To further illustrate this point, Hauk asked a person in the front row if he could hold their arm and began to stroke it while addressing the audience, expressing the idea that to get the most out of anything, it must be treated kindly and gently.

“What we do in agriculture, we get the most of the land, the most out of the bees,” Hauk said while he caressed the arm. “What we have to do is to get the most. Do you see it? We have to stroke the earth. We have to ask the bees, ‘What do you need? What is your instinct?’”

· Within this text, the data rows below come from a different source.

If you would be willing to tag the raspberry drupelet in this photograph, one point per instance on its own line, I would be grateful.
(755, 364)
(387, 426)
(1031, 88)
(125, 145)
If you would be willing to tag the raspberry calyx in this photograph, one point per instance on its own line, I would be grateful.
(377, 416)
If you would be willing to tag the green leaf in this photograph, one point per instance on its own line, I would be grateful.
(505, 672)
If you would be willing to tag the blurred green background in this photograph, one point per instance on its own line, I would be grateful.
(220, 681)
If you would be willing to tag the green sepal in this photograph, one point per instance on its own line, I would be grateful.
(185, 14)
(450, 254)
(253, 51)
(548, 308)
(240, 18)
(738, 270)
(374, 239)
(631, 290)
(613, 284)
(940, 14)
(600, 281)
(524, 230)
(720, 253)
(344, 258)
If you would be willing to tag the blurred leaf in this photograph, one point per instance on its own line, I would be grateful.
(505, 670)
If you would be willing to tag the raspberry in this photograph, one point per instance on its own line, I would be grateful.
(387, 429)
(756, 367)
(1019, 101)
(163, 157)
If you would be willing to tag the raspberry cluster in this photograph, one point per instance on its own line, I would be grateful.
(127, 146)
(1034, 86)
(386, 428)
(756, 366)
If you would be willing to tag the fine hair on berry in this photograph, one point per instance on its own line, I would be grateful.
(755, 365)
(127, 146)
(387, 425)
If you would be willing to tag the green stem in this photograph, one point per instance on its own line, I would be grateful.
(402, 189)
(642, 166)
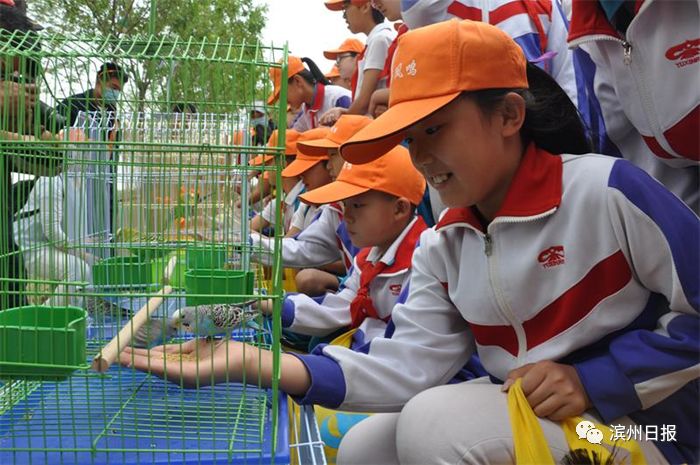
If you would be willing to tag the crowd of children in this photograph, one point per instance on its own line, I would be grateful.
(562, 138)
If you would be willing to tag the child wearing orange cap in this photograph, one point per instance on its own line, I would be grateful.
(291, 186)
(379, 204)
(362, 17)
(311, 241)
(308, 90)
(345, 58)
(602, 324)
(334, 77)
(380, 200)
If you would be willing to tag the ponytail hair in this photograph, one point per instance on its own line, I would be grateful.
(552, 121)
(312, 75)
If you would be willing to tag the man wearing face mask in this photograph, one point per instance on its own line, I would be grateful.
(260, 123)
(108, 87)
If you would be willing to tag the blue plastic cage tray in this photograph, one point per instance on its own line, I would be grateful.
(127, 417)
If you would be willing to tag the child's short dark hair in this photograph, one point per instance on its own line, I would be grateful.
(313, 74)
(112, 70)
(391, 197)
(552, 121)
(377, 16)
(184, 107)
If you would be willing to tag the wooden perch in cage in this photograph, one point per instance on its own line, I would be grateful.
(110, 352)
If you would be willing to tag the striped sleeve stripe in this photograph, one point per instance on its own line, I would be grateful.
(677, 222)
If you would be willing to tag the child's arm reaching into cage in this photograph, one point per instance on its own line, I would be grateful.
(203, 362)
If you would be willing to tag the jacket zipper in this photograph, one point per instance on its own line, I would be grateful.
(501, 301)
(495, 282)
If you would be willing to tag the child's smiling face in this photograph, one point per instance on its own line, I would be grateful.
(374, 219)
(334, 164)
(316, 176)
(462, 153)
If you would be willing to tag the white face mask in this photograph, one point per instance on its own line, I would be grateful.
(419, 13)
(258, 121)
(111, 95)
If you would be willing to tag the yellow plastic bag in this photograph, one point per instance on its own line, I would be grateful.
(334, 424)
(530, 444)
(345, 339)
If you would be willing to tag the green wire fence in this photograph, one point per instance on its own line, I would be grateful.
(105, 204)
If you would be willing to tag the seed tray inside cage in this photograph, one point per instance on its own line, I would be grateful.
(209, 286)
(42, 342)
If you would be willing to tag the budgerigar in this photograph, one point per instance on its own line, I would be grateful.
(155, 331)
(214, 319)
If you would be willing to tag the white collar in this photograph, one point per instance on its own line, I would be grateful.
(390, 254)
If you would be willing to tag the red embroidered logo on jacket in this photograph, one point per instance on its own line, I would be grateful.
(685, 54)
(553, 256)
(395, 289)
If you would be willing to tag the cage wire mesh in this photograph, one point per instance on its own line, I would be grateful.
(109, 208)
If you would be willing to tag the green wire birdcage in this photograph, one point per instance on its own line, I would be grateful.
(108, 206)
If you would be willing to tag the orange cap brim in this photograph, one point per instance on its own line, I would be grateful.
(333, 192)
(273, 96)
(388, 130)
(261, 160)
(317, 147)
(333, 54)
(297, 167)
(334, 6)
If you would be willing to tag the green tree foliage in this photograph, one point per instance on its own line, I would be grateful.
(161, 76)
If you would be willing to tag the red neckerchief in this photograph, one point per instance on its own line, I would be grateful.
(362, 306)
(386, 72)
(317, 103)
(356, 74)
(535, 189)
(533, 8)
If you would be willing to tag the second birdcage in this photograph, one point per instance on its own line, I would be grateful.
(127, 209)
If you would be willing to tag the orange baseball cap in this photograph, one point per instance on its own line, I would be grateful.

Referring to the upcoming presidential election, Hauk said there was an unexpected convergence of the spheres of politics and beekeeping.

“What does politics have to do with beekeeping?” Hauk asked. “Nothing very good. We have to rely on people in their right minds, in their revolutionary resistance and rethinking. That’s what’s going to help us. No matter who gets into office, don’t wait for any solutions from top down.”

He also advocated for a grassroots effort to help the bees, encouraging all citizens, not just beekeepers, to become involved. Since 2006, honeybees have been dying at higher rates, which has been attributed to harsh winters, parasites and an increase in farmers’ use of pesticides and herbicides. Hauk listed several activities that he said would help bees and potentially solve the crisis.

“Everybody can do something for the bees,” Hauk said. “You can write a little letter. Not to kill the dandelion. You can plant things on empty lots. You can support organizations that do the work for you.”

He also emphasized the extreme environmental reactions that would occur if the honeybee crisis was allowed to continue without action by both beekeepers and citizens, and said the honeybee crisis causes a domino effect in which, if the honeybees go extinct, humans will as well.

“If the bees go, then ants go and we are out of here,” Hauk said. “We will not be able to evolve. This is a crisis more important than global warming. This is the crisis. And it asks us to not only work differently with the bees but to work differently with the land and each other and everything.”

Rackham student Austin Martin, who is studying conservation ecology and environmental justice, said the lecture contributed to the way he looked at biodynamic agriculture in beekeeping. As the president of UMBees, a beekeeping student organization at the University of Michigan, he said he spends lots of time examining the relationships between bees and their natural environment, and enjoyed learning about another perspective with which to explore his passion.

“I don’t know much about biodynamic agriculture in general, so it was nice to hear about his ideas and that as a whole,” Martin said. “My master’s thesis involves both social science and ecology but one of the ecological aspects I’m incorporating involves native bees.”